À la recherche d’un juste milieu pour la forêt
La forêt française doit continuer à être gérée durablement. Et les forestiers sont mobilisés en ce sens, au regard des bienfaits de ce trésor vert ; à la fois lieu de ressourcement pour les citadins en quête d’un état de nature, réserve de matériaux précieux pour des industries comme celle de la construction bas-carbone, mais aussi et surtout matériau de substitution aux énergies fossiles, ennemie numéro 1 du climat. Enfin, point essentiel pour lutter contre le réchauffement climatique, l’usage du bois permet de stocker du carbone durablement.

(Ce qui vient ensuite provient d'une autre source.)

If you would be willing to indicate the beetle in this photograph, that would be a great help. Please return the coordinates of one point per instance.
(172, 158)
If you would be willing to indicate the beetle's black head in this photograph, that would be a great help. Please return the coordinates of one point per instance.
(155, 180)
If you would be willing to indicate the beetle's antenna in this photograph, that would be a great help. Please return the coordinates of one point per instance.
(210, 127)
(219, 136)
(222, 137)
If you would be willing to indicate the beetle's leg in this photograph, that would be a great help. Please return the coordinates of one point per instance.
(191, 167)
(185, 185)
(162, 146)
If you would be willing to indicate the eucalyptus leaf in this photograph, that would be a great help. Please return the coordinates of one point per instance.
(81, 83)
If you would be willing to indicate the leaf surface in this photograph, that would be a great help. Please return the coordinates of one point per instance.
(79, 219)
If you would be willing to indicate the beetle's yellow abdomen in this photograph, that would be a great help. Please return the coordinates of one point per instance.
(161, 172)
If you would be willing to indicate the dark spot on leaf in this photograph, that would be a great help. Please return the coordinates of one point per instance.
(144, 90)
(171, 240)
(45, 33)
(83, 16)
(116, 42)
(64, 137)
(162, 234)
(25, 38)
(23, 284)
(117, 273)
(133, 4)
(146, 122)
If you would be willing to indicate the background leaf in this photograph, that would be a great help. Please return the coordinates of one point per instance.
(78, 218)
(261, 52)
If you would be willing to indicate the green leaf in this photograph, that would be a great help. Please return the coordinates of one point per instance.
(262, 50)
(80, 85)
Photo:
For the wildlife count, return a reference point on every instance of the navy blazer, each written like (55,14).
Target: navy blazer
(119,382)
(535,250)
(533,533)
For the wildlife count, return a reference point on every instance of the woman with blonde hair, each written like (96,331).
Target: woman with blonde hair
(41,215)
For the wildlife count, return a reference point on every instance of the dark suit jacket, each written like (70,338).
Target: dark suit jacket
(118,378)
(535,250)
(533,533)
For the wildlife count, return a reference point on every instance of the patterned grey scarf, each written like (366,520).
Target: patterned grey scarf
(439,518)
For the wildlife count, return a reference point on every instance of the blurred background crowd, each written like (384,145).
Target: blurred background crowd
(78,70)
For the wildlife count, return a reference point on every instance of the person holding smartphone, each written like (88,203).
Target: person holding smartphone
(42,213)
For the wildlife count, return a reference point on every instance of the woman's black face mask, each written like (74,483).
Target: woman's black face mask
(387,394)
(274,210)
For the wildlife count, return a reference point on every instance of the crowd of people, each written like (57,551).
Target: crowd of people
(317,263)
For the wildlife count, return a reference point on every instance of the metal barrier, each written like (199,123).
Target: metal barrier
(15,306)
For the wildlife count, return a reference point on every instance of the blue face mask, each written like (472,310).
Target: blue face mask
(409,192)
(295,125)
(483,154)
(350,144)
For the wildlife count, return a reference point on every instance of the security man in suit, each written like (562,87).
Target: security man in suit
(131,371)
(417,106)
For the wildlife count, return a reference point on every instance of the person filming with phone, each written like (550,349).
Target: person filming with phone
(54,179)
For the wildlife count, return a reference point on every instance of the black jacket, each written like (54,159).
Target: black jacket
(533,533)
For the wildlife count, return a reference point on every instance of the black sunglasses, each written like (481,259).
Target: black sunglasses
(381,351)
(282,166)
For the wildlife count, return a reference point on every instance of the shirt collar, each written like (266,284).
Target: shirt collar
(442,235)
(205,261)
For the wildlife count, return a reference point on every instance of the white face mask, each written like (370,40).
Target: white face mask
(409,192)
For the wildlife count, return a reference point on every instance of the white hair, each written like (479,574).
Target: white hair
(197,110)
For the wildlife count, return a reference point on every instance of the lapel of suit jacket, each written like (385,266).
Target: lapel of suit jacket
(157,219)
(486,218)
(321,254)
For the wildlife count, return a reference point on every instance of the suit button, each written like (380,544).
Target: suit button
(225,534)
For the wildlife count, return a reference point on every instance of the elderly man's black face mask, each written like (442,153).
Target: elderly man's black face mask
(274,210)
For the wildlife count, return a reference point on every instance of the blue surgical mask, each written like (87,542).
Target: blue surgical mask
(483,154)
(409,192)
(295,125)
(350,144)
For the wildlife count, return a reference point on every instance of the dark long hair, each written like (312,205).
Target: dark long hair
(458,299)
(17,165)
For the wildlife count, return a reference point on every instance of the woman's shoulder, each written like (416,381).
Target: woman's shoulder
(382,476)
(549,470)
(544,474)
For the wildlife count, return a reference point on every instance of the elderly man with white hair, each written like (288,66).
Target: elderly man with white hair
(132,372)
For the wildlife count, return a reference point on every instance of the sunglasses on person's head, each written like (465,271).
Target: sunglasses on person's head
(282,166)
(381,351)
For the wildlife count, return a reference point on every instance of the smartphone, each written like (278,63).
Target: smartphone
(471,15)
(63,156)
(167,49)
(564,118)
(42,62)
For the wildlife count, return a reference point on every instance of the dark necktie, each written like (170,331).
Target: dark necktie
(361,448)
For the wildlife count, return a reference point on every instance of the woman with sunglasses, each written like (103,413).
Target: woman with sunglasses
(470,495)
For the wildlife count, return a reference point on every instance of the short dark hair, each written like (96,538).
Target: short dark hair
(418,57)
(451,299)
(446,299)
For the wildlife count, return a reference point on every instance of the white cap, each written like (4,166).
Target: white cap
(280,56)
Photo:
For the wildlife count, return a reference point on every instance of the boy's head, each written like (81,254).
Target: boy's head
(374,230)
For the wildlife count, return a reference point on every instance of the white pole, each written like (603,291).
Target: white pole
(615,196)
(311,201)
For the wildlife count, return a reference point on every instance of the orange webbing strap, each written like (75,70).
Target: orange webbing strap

Il serait faux de dire que la forêt disparaîtra si l’humain n’intervient plus en son sein et si l’homme n’intervient pas, elle redeviendra primaire… dans 1000 ans. Il n’en reste pas moins qu’une forêt laissée à l’état sauvage ne remplira qu’une seule fonction, à savoir la fonction écologique. Cesser de valoriser notre patrimoine forestier revient à en écarter le grand public et à renoncer à un levier précieux dans la lutte contre le réchauffement climatique.